NIU softball team, players receive postseason honors
June 23, 1987
At a time when most of the NIU community fled DeKalb for the summer, the Huskie softball team could be found mopping up a season and collecting a few rewards.
After finishing the regular season against Iowa by dropping a doubleheader in Iowa City, the Huskies discovered their 22-23 record had earned them a berth in the National Invitational Championship softball tournament in Macomb, Ill.
The team also began gathering a batch of individual honors. Huskie star Jill Justin, after breaking eight school offensive records in 1987, became NIU’s first softball All-American May 20.
Justin previously had joined teammates Amy Veld and Sue Kause on the All-Midwest team May 14. Veld, Kause and Beth Schrader rounded out the Huskies’ postseason feast by garnering Academic All-America honors May 28.
But first came NIU’s appearance in the NIC tourney, a first-year competition Huskie Coach Dee Abrahamson compared to college basketball’s National Invitational Tournament.
“We—meaning softball coaches and assistants—have been trying for a couple of years to allow more teams into the NCAA tournament because they only take the top 16 teams,” Abrahamson said. “This tournament is similar to the NIT in basketball. It’s the 16 best teams who weren’t invited to the NCAA’s.”
The tournament, held May 15-17 and hosted by Western Illinois, featured “a lot of teams finishing second and third in their conference,” Abrahamson said. The independent Huskies, who earned their invitation on the strength of their schedule, made a respectable showing in the double-elimination tournament.
“It was a lot of fun. We didn’t have a chance to practice before, but we went down and we felt pretty comfortable,” she said. “We went out and won the first game. Everyone who goes to a national tournament for the first time wants to win the first game.”

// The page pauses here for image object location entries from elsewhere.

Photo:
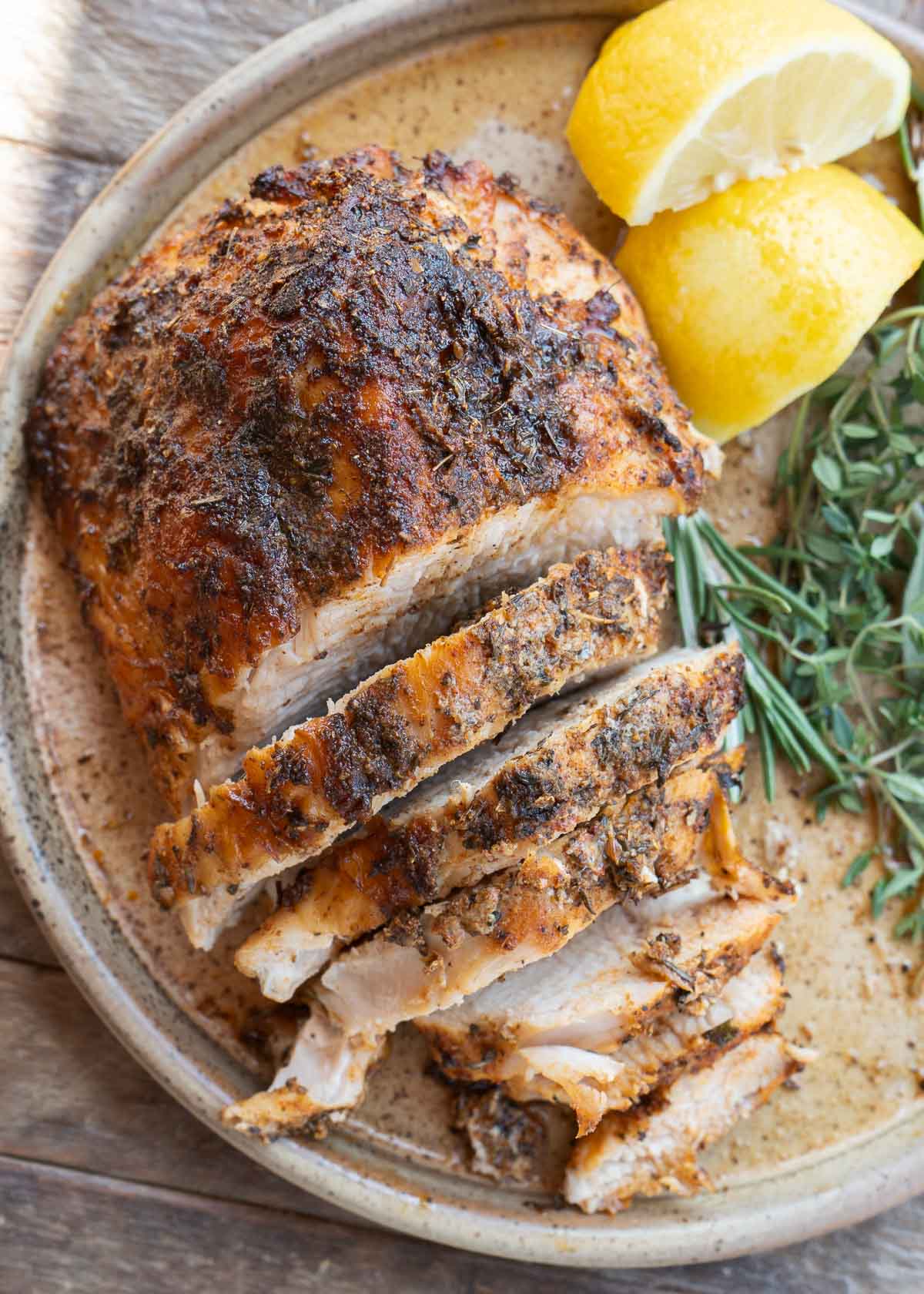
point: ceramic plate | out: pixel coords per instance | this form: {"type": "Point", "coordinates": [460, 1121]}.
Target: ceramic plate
{"type": "Point", "coordinates": [74, 793]}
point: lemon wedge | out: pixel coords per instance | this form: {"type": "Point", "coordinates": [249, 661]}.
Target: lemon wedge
{"type": "Point", "coordinates": [760, 293]}
{"type": "Point", "coordinates": [697, 95]}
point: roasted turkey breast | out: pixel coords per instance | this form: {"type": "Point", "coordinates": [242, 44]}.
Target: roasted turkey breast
{"type": "Point", "coordinates": [430, 960]}
{"type": "Point", "coordinates": [632, 966]}
{"type": "Point", "coordinates": [593, 1084]}
{"type": "Point", "coordinates": [403, 725]}
{"type": "Point", "coordinates": [302, 437]}
{"type": "Point", "coordinates": [651, 1151]}
{"type": "Point", "coordinates": [554, 769]}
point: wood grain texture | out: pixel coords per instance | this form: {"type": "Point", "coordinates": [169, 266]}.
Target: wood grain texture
{"type": "Point", "coordinates": [75, 1232]}
{"type": "Point", "coordinates": [105, 1183]}
{"type": "Point", "coordinates": [74, 1098]}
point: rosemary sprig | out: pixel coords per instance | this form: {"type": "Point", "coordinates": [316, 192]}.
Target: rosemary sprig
{"type": "Point", "coordinates": [831, 614]}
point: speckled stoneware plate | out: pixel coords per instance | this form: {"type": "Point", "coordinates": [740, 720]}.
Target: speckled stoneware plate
{"type": "Point", "coordinates": [75, 800]}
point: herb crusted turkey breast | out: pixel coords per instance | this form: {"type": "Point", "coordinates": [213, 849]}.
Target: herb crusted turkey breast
{"type": "Point", "coordinates": [403, 725]}
{"type": "Point", "coordinates": [300, 439]}
{"type": "Point", "coordinates": [554, 769]}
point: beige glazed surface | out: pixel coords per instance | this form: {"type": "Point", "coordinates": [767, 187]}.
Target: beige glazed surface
{"type": "Point", "coordinates": [502, 97]}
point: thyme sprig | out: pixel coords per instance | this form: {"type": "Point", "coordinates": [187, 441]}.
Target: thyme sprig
{"type": "Point", "coordinates": [831, 615]}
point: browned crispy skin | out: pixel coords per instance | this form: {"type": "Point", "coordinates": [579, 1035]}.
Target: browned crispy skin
{"type": "Point", "coordinates": [273, 407]}
{"type": "Point", "coordinates": [300, 793]}
{"type": "Point", "coordinates": [536, 797]}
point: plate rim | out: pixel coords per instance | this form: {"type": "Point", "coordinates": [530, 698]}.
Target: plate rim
{"type": "Point", "coordinates": [842, 1188]}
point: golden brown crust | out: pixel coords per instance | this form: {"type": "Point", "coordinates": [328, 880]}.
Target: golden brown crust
{"type": "Point", "coordinates": [534, 797]}
{"type": "Point", "coordinates": [300, 793]}
{"type": "Point", "coordinates": [270, 408]}
{"type": "Point", "coordinates": [628, 852]}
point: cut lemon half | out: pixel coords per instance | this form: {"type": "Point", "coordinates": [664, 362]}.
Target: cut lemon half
{"type": "Point", "coordinates": [697, 95]}
{"type": "Point", "coordinates": [760, 293]}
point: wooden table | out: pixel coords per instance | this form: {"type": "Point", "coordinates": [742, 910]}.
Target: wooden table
{"type": "Point", "coordinates": [105, 1185]}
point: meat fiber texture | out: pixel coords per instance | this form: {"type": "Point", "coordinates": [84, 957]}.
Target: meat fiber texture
{"type": "Point", "coordinates": [300, 439]}
{"type": "Point", "coordinates": [554, 769]}
{"type": "Point", "coordinates": [651, 1149]}
{"type": "Point", "coordinates": [403, 725]}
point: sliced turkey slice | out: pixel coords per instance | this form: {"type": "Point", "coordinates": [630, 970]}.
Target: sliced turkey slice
{"type": "Point", "coordinates": [652, 1149]}
{"type": "Point", "coordinates": [431, 959]}
{"type": "Point", "coordinates": [551, 773]}
{"type": "Point", "coordinates": [403, 725]}
{"type": "Point", "coordinates": [633, 966]}
{"type": "Point", "coordinates": [593, 1084]}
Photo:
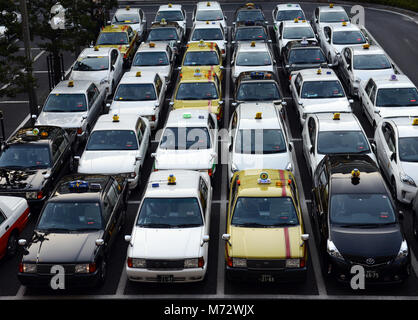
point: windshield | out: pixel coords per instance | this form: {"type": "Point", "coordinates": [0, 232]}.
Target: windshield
{"type": "Point", "coordinates": [264, 212]}
{"type": "Point", "coordinates": [260, 141]}
{"type": "Point", "coordinates": [322, 90]}
{"type": "Point", "coordinates": [114, 38]}
{"type": "Point", "coordinates": [397, 97]}
{"type": "Point", "coordinates": [26, 156]}
{"type": "Point", "coordinates": [65, 102]}
{"type": "Point", "coordinates": [185, 138]}
{"type": "Point", "coordinates": [112, 140]}
{"type": "Point", "coordinates": [162, 34]}
{"type": "Point", "coordinates": [256, 91]}
{"type": "Point", "coordinates": [248, 34]}
{"type": "Point", "coordinates": [135, 92]}
{"type": "Point", "coordinates": [332, 142]}
{"type": "Point", "coordinates": [286, 15]}
{"type": "Point", "coordinates": [253, 59]}
{"type": "Point", "coordinates": [171, 15]}
{"type": "Point", "coordinates": [201, 58]}
{"type": "Point", "coordinates": [298, 33]}
{"type": "Point", "coordinates": [408, 149]}
{"type": "Point", "coordinates": [207, 34]}
{"type": "Point", "coordinates": [143, 59]}
{"type": "Point", "coordinates": [371, 62]}
{"type": "Point", "coordinates": [306, 56]}
{"type": "Point", "coordinates": [330, 17]}
{"type": "Point", "coordinates": [361, 209]}
{"type": "Point", "coordinates": [348, 37]}
{"type": "Point", "coordinates": [92, 64]}
{"type": "Point", "coordinates": [125, 18]}
{"type": "Point", "coordinates": [70, 216]}
{"type": "Point", "coordinates": [170, 213]}
{"type": "Point", "coordinates": [209, 15]}
{"type": "Point", "coordinates": [197, 91]}
{"type": "Point", "coordinates": [250, 15]}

The Huskies beat Southwestern Louisiana, 31-16 in the regular season, to open play. NIU played three games the following day, losing to Iowa State to move to the losers’ bracket, then beating Oklahoma 1-0 to continue play before bowing out to Illinois State 3-0.

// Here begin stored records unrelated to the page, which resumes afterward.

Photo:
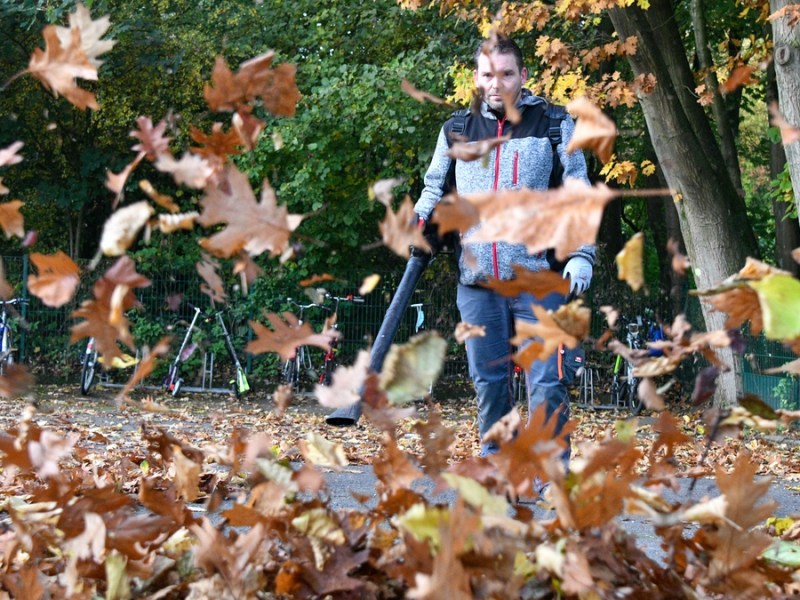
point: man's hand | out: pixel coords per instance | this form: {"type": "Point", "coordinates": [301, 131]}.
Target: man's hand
{"type": "Point", "coordinates": [579, 271]}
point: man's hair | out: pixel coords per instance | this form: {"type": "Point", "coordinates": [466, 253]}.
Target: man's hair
{"type": "Point", "coordinates": [503, 45]}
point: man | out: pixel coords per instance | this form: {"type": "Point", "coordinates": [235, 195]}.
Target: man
{"type": "Point", "coordinates": [524, 161]}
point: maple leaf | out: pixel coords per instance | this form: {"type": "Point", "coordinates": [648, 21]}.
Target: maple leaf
{"type": "Point", "coordinates": [212, 285]}
{"type": "Point", "coordinates": [547, 329]}
{"type": "Point", "coordinates": [346, 384]}
{"type": "Point", "coordinates": [57, 278]}
{"type": "Point", "coordinates": [59, 66]}
{"type": "Point", "coordinates": [789, 133]}
{"type": "Point", "coordinates": [419, 95]}
{"type": "Point", "coordinates": [191, 170]}
{"type": "Point", "coordinates": [565, 218]}
{"type": "Point", "coordinates": [9, 156]}
{"type": "Point", "coordinates": [740, 76]}
{"type": "Point", "coordinates": [122, 228]}
{"type": "Point", "coordinates": [286, 335]}
{"type": "Point", "coordinates": [470, 151]}
{"type": "Point", "coordinates": [219, 144]}
{"type": "Point", "coordinates": [151, 139]}
{"type": "Point", "coordinates": [11, 220]}
{"type": "Point", "coordinates": [630, 262]}
{"type": "Point", "coordinates": [593, 129]}
{"type": "Point", "coordinates": [91, 33]}
{"type": "Point", "coordinates": [255, 78]}
{"type": "Point", "coordinates": [251, 226]}
{"type": "Point", "coordinates": [538, 283]}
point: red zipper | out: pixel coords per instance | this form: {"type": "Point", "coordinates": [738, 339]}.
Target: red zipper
{"type": "Point", "coordinates": [500, 123]}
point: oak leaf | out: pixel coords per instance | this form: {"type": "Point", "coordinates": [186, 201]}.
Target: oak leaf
{"type": "Point", "coordinates": [56, 280]}
{"type": "Point", "coordinates": [11, 220]}
{"type": "Point", "coordinates": [286, 335]}
{"type": "Point", "coordinates": [122, 227]}
{"type": "Point", "coordinates": [593, 129]}
{"type": "Point", "coordinates": [9, 156]}
{"type": "Point", "coordinates": [59, 66]}
{"type": "Point", "coordinates": [565, 218]}
{"type": "Point", "coordinates": [254, 227]}
{"type": "Point", "coordinates": [537, 283]}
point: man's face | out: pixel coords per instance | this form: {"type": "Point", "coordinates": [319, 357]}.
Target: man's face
{"type": "Point", "coordinates": [497, 76]}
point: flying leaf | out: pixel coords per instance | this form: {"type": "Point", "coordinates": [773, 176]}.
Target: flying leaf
{"type": "Point", "coordinates": [418, 95]}
{"type": "Point", "coordinates": [464, 331]}
{"type": "Point", "coordinates": [122, 227]}
{"type": "Point", "coordinates": [469, 151]}
{"type": "Point", "coordinates": [191, 170]}
{"type": "Point", "coordinates": [411, 368]}
{"type": "Point", "coordinates": [11, 220]}
{"type": "Point", "coordinates": [286, 335]}
{"type": "Point", "coordinates": [251, 226]}
{"type": "Point", "coordinates": [345, 385]}
{"type": "Point", "coordinates": [9, 156]}
{"type": "Point", "coordinates": [59, 66]}
{"type": "Point", "coordinates": [91, 34]}
{"type": "Point", "coordinates": [739, 77]}
{"type": "Point", "coordinates": [400, 230]}
{"type": "Point", "coordinates": [538, 283]}
{"type": "Point", "coordinates": [565, 218]}
{"type": "Point", "coordinates": [593, 129]}
{"type": "Point", "coordinates": [789, 133]}
{"type": "Point", "coordinates": [56, 280]}
{"type": "Point", "coordinates": [630, 267]}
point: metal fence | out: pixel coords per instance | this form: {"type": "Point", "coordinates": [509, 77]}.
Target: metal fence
{"type": "Point", "coordinates": [43, 333]}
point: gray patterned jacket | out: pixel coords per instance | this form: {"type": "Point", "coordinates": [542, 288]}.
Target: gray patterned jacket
{"type": "Point", "coordinates": [524, 161]}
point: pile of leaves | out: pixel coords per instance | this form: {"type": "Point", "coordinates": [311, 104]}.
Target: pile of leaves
{"type": "Point", "coordinates": [81, 519]}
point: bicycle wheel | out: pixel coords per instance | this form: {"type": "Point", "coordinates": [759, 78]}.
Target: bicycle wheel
{"type": "Point", "coordinates": [88, 372]}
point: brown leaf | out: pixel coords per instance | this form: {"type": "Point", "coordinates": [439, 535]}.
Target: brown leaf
{"type": "Point", "coordinates": [57, 278]}
{"type": "Point", "coordinates": [252, 227]}
{"type": "Point", "coordinates": [9, 156]}
{"type": "Point", "coordinates": [789, 133]}
{"type": "Point", "coordinates": [400, 230]}
{"type": "Point", "coordinates": [152, 140]}
{"type": "Point", "coordinates": [565, 218]}
{"type": "Point", "coordinates": [469, 151]}
{"type": "Point", "coordinates": [286, 335]}
{"type": "Point", "coordinates": [165, 202]}
{"type": "Point", "coordinates": [630, 262]}
{"type": "Point", "coordinates": [740, 76]}
{"type": "Point", "coordinates": [538, 283]}
{"type": "Point", "coordinates": [418, 95]}
{"type": "Point", "coordinates": [593, 129]}
{"type": "Point", "coordinates": [58, 67]}
{"type": "Point", "coordinates": [255, 79]}
{"type": "Point", "coordinates": [11, 220]}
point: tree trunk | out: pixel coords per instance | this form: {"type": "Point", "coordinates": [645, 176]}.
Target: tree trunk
{"type": "Point", "coordinates": [712, 215]}
{"type": "Point", "coordinates": [787, 74]}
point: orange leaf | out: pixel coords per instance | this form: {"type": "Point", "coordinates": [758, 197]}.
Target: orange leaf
{"type": "Point", "coordinates": [286, 335]}
{"type": "Point", "coordinates": [58, 67]}
{"type": "Point", "coordinates": [57, 279]}
{"type": "Point", "coordinates": [11, 220]}
{"type": "Point", "coordinates": [593, 129]}
{"type": "Point", "coordinates": [252, 227]}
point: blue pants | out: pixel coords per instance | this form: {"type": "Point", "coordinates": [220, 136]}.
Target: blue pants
{"type": "Point", "coordinates": [489, 358]}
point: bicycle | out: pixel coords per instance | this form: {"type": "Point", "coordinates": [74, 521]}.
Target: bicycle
{"type": "Point", "coordinates": [329, 363]}
{"type": "Point", "coordinates": [624, 385]}
{"type": "Point", "coordinates": [6, 335]}
{"type": "Point", "coordinates": [301, 361]}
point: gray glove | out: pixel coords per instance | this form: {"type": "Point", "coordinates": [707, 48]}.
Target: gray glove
{"type": "Point", "coordinates": [579, 271]}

The 2-2 record placed the Huskies seventh in the 16-team field, which included teams with names like Iowa, North Carolina and Princeton.
Justin’s performance in the tourney—5-for-11 (.455) with a double—won her a spot on the all-tournament team and set her up for her All-America selection.

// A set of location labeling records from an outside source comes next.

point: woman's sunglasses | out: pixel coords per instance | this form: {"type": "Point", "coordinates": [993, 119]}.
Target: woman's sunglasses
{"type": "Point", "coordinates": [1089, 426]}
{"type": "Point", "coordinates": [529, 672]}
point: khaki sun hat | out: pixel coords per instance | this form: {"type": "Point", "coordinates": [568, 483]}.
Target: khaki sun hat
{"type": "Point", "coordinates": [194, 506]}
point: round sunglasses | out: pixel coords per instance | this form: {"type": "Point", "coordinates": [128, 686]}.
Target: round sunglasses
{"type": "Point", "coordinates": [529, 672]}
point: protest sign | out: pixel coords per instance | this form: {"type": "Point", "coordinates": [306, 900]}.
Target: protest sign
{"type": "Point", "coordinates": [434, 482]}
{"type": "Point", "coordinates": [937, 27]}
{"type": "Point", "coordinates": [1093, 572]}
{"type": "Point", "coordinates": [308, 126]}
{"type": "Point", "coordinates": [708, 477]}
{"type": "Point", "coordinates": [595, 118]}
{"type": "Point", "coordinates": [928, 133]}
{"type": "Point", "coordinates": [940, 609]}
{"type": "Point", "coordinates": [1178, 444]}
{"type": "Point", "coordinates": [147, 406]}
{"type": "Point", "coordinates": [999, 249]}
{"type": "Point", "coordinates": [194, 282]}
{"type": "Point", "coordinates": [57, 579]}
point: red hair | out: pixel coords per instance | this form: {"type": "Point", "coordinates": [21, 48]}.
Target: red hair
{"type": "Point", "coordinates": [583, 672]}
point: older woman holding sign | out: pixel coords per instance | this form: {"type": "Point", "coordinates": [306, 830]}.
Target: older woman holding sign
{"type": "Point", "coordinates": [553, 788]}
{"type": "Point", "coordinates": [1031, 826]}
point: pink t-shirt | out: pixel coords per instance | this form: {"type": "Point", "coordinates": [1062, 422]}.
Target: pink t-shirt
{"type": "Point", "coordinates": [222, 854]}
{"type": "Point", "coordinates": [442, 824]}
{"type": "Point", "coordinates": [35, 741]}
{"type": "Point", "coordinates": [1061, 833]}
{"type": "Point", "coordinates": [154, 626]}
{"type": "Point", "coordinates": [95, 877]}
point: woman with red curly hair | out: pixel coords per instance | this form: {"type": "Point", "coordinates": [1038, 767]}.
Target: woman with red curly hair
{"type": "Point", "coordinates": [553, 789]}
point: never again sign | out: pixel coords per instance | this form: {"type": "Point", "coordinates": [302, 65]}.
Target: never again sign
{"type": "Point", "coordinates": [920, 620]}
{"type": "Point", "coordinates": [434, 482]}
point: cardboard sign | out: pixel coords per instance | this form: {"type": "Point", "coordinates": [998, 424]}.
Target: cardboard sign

Abrahamson called Justin “probably the hardest worker on the team. Any time we set up the cage and ask, ‘Who wants to hit?,’ she’s right there. She’s always begging her teammates to work with her. When she gets up to that plate, she’s real determined. She’s gonna hit that ball.”
The 1987 season saw Justin, a sophomore centerfielder from Oak Lawn, Ill., led her squad in every offensive category except at-bats. She established new records in hits, batting average, doubles, runs scored, and RBI.
In reference to Justin, Veld and Kause making the All-Midwest team, Abrahamson was quick to point out the total was “three out of our starting eight—and they’ll all be back next year.”